Tout d’abord, étant donné sa transition institutionnelle récente, le département de Mayotte est dans une situation unique, met en évidence le rapport de Kevin Cariou, directeur adjoint de l’AFD. Les collectivités se sont affranchies de l’Etat, sans être plus autonomes.
En effet, jusqu’en 2014, l’Etat pourvoyait à l’intégralité des recettes de fonctionnement des communes. En 2015, ses dotations ne comptent plus que pour 55%, complétées par l’octroi de mer (26%, part qui va aller crescendo), et la fiscalité directe (19%). De nouvelles ressources qui font grimper leurs recettes de plus de 30%, mais juste suffisamment pour que certaines sortent du rouge.
Car, la fiscalité est encore incertaine, reposant sur un faible niveau contributif d’une population vivant à plus de 80% sous le seuil de pauvreté et sur un cadastre et adressage non achevés. Conséquence, leurs recettes de fonctionnement avoisinent 761 euros par habitant contre 1.189 euros en métropole.
Se créer ses propres recettes
D’autre part, elles ont du mal à mobiliser d’autres sources de financement.

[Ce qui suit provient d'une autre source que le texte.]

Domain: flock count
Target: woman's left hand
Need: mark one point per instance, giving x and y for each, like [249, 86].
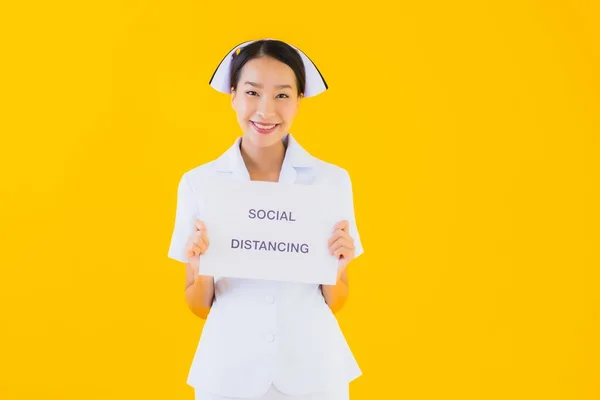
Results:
[341, 245]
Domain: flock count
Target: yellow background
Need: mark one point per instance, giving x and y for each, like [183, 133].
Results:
[470, 129]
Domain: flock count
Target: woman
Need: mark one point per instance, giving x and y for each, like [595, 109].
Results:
[266, 339]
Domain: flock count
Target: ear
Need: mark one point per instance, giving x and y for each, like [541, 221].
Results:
[233, 95]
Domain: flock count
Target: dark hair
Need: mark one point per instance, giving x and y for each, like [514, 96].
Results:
[279, 50]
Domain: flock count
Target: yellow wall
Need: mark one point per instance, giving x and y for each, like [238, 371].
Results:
[470, 129]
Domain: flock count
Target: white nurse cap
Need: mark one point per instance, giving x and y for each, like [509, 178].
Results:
[315, 83]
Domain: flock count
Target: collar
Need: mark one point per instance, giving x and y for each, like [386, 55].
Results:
[295, 157]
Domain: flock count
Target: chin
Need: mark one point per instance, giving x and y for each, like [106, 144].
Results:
[265, 140]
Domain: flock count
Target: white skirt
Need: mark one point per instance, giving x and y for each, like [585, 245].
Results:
[275, 394]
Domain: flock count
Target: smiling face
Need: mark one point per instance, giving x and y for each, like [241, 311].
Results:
[266, 100]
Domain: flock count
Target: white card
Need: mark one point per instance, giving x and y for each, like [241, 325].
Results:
[270, 231]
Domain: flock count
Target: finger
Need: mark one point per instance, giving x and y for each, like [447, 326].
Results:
[341, 242]
[343, 225]
[338, 233]
[204, 237]
[200, 225]
[343, 252]
[200, 247]
[200, 236]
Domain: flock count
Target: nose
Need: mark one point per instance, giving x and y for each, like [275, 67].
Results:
[266, 108]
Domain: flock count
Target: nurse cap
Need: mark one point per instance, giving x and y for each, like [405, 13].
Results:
[315, 83]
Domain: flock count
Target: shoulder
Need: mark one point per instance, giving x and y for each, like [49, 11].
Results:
[331, 173]
[194, 177]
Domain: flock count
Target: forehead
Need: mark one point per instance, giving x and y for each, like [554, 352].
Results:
[267, 71]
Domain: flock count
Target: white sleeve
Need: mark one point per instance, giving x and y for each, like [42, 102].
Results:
[185, 213]
[353, 231]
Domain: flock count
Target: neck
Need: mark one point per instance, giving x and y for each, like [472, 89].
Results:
[263, 163]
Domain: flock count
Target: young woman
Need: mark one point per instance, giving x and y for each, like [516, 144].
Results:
[266, 339]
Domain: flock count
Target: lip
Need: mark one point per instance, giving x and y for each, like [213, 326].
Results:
[265, 123]
[264, 131]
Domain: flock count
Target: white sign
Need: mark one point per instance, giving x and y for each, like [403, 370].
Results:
[270, 231]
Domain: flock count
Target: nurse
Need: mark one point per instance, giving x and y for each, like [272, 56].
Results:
[265, 339]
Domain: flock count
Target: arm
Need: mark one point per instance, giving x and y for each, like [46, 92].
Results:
[336, 295]
[199, 292]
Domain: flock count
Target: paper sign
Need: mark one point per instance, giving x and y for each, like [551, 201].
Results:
[270, 231]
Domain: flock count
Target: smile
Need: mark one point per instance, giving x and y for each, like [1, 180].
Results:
[264, 128]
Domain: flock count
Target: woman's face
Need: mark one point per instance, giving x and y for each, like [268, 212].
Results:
[266, 100]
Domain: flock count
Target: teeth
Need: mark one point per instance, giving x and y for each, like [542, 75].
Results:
[264, 126]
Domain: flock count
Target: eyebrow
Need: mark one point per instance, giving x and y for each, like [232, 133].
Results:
[260, 86]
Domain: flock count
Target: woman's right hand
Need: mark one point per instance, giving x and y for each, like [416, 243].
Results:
[197, 245]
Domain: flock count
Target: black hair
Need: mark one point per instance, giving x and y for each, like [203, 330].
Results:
[276, 49]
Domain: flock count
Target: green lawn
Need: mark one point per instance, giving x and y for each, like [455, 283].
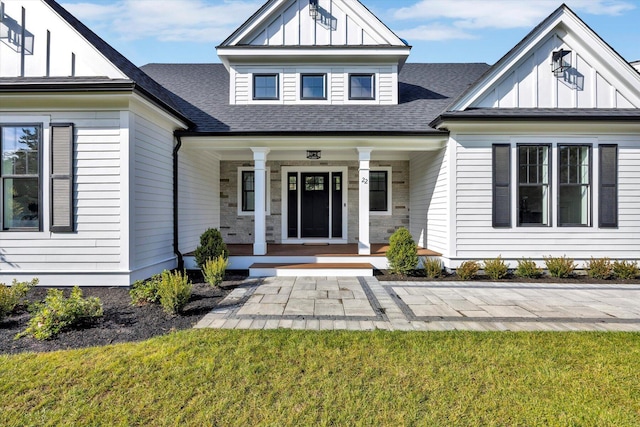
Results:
[283, 377]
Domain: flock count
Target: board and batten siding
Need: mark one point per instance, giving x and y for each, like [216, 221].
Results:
[337, 81]
[475, 237]
[198, 194]
[94, 248]
[429, 200]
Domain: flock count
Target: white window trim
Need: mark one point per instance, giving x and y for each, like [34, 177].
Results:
[239, 190]
[389, 171]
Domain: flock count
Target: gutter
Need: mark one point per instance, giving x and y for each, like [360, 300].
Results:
[175, 202]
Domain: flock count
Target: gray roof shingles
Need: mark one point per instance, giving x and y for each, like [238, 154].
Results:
[425, 90]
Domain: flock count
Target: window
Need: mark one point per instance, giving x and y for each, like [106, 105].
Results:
[361, 86]
[313, 86]
[533, 185]
[20, 176]
[378, 191]
[265, 86]
[574, 204]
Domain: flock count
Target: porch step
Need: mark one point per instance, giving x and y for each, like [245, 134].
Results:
[311, 269]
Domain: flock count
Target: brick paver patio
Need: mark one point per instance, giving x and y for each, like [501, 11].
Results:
[364, 303]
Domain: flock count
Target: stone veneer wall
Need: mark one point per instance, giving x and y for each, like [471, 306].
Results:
[239, 228]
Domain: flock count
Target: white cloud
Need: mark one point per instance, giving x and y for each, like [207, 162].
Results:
[165, 20]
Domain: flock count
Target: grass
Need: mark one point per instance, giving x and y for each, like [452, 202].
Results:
[283, 377]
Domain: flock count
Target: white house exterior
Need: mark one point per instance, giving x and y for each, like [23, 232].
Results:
[313, 130]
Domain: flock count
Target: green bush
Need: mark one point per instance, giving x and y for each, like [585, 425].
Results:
[468, 270]
[625, 269]
[145, 291]
[58, 313]
[402, 253]
[600, 268]
[495, 268]
[174, 291]
[559, 266]
[432, 267]
[10, 296]
[213, 270]
[527, 268]
[211, 247]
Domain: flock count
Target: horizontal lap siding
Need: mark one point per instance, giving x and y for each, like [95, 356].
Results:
[199, 195]
[477, 239]
[95, 245]
[153, 194]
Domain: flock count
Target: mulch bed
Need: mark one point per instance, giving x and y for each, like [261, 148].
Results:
[122, 321]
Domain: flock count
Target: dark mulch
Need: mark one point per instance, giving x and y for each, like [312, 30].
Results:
[418, 276]
[122, 322]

C’est ce qu’a initié avec succès la commune de Dzaoudzi Labattoir en tentant d’obtenir des recettes pour services rendus, sa DGS faisait remarquer que « l’indépendance des collectivités, c’est d’asseoir leur propre financement. »
Si les recettes ont augmenté, les dépenses de fonctionnement aussi, avec une hausse des charges de personnel de 13% (en 2015), « avec notamment l’application du décret sur l’indexation des salaires », précise le rapport. Indexation qui a atteint les 40% cette année 2017, et qui impacte donc encore la masse salariale des communes. « Un effet d’autant plus important que la plupart souffrent encore d’effectifs pléthoriques », et mal répartis, fait remarquer Anchya Bamana, maire de Sada : « Avec 80% à Sada, la barque est chargée en catégories C ! Il faut faire avec. »
Utiliser les interco comme tampon
Alain Le Garnec, directeur du CNFPT, relativisait l’importance des agents de ces catégories, et appelait à requalifier le personnel. Kevin Cariou émettait l’idée de mutualiser les coûts avec les intercommunalités, « de la même manière que vous avez pu mutualiser vos cadres et ainsi accroitre les compétences en leurs seins ». Il indiquait par ailleurs fournir prochainement un état du personnel des communes au 1er janvier 2017.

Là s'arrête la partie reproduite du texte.